When we say that Scripture is inspired by the Holy Spirit, we express our conviction that the Bible contains all insights necessary for attaining eternal fellowship with God, and thus the goal of our faith.
As concerns the Old Testament, it must be said that many things must surely be understood in a symbolic or metaphorical way. This applies particularly to the story of creation. When we read, for example, that “the Lord God formed man of the dust of the ground, and breathed into his nostrils the breath of life” (Genesis 2: 7), this is a figurative method of expression that cannot be taken literally. This is also the case with the entire history of creation. Thus we do not need to put ourselves at odds with the insights of natural science. As has already been explained in detail in earlier publications, the biblical accounts of the creation do not contradict the insights of the theory of evolution. In stating this we are not attempting to assess the degree to which evolutionary theory adequately and clearly explains all the developments within natural history. This is a matter for natural science to explain.

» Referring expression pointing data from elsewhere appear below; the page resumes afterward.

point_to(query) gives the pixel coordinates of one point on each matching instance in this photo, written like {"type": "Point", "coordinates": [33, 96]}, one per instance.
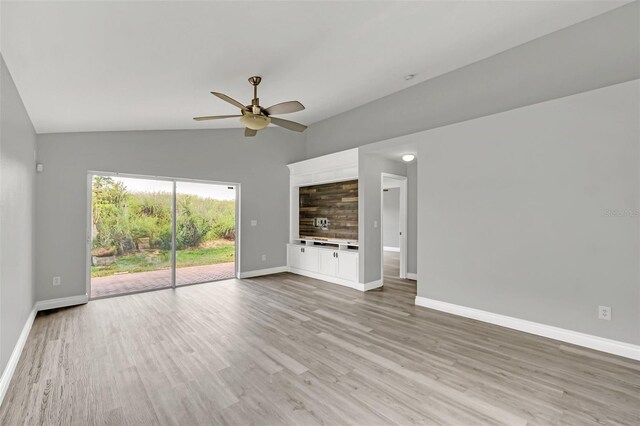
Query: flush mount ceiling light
{"type": "Point", "coordinates": [407, 158]}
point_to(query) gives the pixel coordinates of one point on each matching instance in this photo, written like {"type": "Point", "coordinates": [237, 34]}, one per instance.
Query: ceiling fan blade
{"type": "Point", "coordinates": [284, 108]}
{"type": "Point", "coordinates": [215, 117]}
{"type": "Point", "coordinates": [230, 100]}
{"type": "Point", "coordinates": [291, 125]}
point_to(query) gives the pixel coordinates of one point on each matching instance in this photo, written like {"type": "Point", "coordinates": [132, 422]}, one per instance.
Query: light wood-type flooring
{"type": "Point", "coordinates": [286, 349]}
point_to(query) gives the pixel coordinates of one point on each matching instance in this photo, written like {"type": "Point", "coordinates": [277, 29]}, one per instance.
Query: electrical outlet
{"type": "Point", "coordinates": [604, 312]}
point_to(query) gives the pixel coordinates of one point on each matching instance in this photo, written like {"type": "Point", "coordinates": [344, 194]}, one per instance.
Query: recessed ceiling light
{"type": "Point", "coordinates": [408, 158]}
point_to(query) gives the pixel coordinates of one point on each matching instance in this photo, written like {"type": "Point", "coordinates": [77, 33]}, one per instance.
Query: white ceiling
{"type": "Point", "coordinates": [89, 66]}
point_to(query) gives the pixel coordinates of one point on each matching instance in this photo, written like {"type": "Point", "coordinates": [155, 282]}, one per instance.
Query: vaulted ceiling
{"type": "Point", "coordinates": [101, 66]}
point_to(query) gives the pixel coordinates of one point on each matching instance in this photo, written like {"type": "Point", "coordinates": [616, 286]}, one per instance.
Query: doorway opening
{"type": "Point", "coordinates": [394, 225]}
{"type": "Point", "coordinates": [152, 233]}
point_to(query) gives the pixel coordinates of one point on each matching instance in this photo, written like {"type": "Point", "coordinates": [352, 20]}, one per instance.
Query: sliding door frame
{"type": "Point", "coordinates": [174, 213]}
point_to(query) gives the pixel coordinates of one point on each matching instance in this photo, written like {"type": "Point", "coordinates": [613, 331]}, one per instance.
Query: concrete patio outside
{"type": "Point", "coordinates": [139, 281]}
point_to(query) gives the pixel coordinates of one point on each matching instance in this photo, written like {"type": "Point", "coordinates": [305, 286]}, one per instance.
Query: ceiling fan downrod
{"type": "Point", "coordinates": [254, 81]}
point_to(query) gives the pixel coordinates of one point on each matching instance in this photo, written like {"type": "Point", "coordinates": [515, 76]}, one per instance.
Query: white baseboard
{"type": "Point", "coordinates": [615, 347]}
{"type": "Point", "coordinates": [370, 285]}
{"type": "Point", "coordinates": [62, 302]}
{"type": "Point", "coordinates": [260, 272]}
{"type": "Point", "coordinates": [10, 368]}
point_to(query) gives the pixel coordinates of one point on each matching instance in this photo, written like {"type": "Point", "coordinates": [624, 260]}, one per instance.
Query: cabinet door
{"type": "Point", "coordinates": [348, 266]}
{"type": "Point", "coordinates": [309, 259]}
{"type": "Point", "coordinates": [327, 262]}
{"type": "Point", "coordinates": [294, 256]}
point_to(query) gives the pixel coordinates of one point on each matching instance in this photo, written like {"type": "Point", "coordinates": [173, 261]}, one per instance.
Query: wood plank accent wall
{"type": "Point", "coordinates": [336, 201]}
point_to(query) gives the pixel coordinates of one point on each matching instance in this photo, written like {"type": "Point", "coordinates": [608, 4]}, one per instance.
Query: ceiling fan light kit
{"type": "Point", "coordinates": [255, 122]}
{"type": "Point", "coordinates": [254, 117]}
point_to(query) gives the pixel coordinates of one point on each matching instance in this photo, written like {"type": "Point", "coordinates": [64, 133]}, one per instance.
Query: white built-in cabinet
{"type": "Point", "coordinates": [333, 265]}
{"type": "Point", "coordinates": [333, 261]}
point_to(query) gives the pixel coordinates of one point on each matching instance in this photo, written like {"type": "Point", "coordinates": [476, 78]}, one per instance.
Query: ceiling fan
{"type": "Point", "coordinates": [254, 117]}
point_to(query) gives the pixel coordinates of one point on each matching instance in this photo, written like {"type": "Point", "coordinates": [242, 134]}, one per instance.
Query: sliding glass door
{"type": "Point", "coordinates": [149, 234]}
{"type": "Point", "coordinates": [205, 232]}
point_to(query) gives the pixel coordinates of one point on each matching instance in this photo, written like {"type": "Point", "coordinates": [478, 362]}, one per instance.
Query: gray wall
{"type": "Point", "coordinates": [391, 216]}
{"type": "Point", "coordinates": [591, 54]}
{"type": "Point", "coordinates": [370, 167]}
{"type": "Point", "coordinates": [17, 182]}
{"type": "Point", "coordinates": [412, 218]}
{"type": "Point", "coordinates": [533, 213]}
{"type": "Point", "coordinates": [258, 164]}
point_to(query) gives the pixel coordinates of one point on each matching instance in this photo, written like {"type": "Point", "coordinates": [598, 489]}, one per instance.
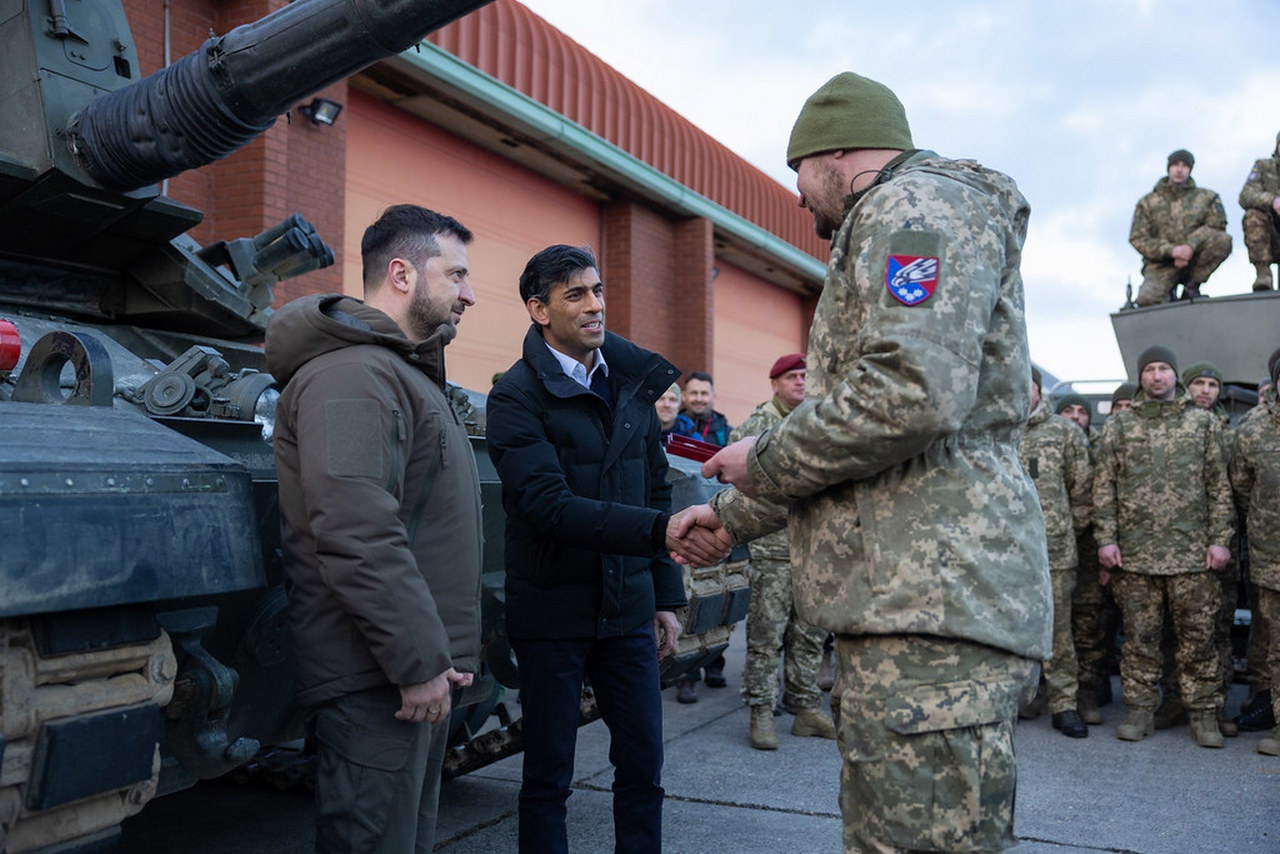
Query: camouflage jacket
{"type": "Point", "coordinates": [1171, 215]}
{"type": "Point", "coordinates": [1255, 470]}
{"type": "Point", "coordinates": [909, 508]}
{"type": "Point", "coordinates": [1262, 186]}
{"type": "Point", "coordinates": [1056, 455]}
{"type": "Point", "coordinates": [1160, 488]}
{"type": "Point", "coordinates": [771, 547]}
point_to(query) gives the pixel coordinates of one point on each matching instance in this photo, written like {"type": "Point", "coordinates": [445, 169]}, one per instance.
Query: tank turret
{"type": "Point", "coordinates": [142, 642]}
{"type": "Point", "coordinates": [83, 227]}
{"type": "Point", "coordinates": [1234, 332]}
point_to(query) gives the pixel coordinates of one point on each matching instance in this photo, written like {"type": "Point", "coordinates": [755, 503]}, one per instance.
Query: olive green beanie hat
{"type": "Point", "coordinates": [849, 112]}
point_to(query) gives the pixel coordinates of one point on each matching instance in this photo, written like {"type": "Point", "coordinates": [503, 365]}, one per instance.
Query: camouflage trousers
{"type": "Point", "coordinates": [1229, 579]}
{"type": "Point", "coordinates": [1060, 671]}
{"type": "Point", "coordinates": [772, 625]}
{"type": "Point", "coordinates": [1260, 643]}
{"type": "Point", "coordinates": [1095, 620]}
{"type": "Point", "coordinates": [926, 729]}
{"type": "Point", "coordinates": [1160, 277]}
{"type": "Point", "coordinates": [1193, 602]}
{"type": "Point", "coordinates": [1262, 236]}
{"type": "Point", "coordinates": [1269, 604]}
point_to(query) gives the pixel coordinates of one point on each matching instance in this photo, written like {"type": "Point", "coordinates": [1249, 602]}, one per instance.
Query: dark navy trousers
{"type": "Point", "coordinates": [624, 674]}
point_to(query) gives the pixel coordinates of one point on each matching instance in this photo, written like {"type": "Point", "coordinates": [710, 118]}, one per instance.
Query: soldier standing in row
{"type": "Point", "coordinates": [772, 622]}
{"type": "Point", "coordinates": [1095, 617]}
{"type": "Point", "coordinates": [1180, 232]}
{"type": "Point", "coordinates": [1057, 459]}
{"type": "Point", "coordinates": [1165, 460]}
{"type": "Point", "coordinates": [1260, 197]}
{"type": "Point", "coordinates": [1255, 470]}
{"type": "Point", "coordinates": [918, 394]}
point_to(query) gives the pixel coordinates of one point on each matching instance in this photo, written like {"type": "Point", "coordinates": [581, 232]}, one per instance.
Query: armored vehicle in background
{"type": "Point", "coordinates": [1234, 332]}
{"type": "Point", "coordinates": [142, 636]}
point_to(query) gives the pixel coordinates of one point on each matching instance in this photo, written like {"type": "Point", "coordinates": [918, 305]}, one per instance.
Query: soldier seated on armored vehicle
{"type": "Point", "coordinates": [1180, 232]}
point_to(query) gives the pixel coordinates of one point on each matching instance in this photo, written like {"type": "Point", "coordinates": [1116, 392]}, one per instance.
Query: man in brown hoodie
{"type": "Point", "coordinates": [380, 516]}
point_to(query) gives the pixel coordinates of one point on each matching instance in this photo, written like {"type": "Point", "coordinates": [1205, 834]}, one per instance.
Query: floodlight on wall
{"type": "Point", "coordinates": [321, 110]}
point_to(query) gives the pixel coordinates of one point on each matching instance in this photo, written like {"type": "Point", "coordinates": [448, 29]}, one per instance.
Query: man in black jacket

There are also other accounts of the Old Testament that are certainly to be understood metaphorically or symbolically, for example the story of Job. The account mentions that “the sons of God came to present themselves before the Lord” (Job 2: 1) and that Satan was among them. This narrative we must interpret symbolically. It is inconceivable that God would convene a conference with the Devil. Nevertheless, this account is edifying for us, and serves to strengthen faith. It has its source in the inspiration of the Holy Spirit.
With regard to the New Testament’s testimony regarding the miracles of Jesus, His resurrection, and His ascension, I must emphasise that these are real events. These constitute fundamental truths of our faith which cannot be modified.
Certainly there is also one book of the New Testament that has a pronounced figurative or symbolic character: Revelation. The statements it contains about the thousand-year kingdom of peace are also figurative in nature. It says of this time that Satan will be bound. We cannot even begin to discern what this statement means exactly. I understand it as an indication that the spirits opposed to God will no longer have any power. But we cannot therefore assume that there will be no more sin or death. The Old Testament prophecies of Isaiah that apply to this time cannot be taken literally either. They are figurative. The only thing that is clear – and thus not figurative – is the declaration stating that Jesus Christ will reign.
To conclude, I would still like to stress the following: according to the New Apostolic understanding of faith, the Apostle ministry has been endowed with the authority to interpret Holy Scripture. This does not mean that believers will not profit from reading the Bible. But it falls to the Apostle ministry to interpret the Bible, to clarify matters, and to provide instruction in faith. In so doing, Scriptural passages are considered in their context, since overemphasis on individual statements can lead to the wrong conclusions.
These are the explanations that I wanted to give on the question of how we understand Holy Scripture.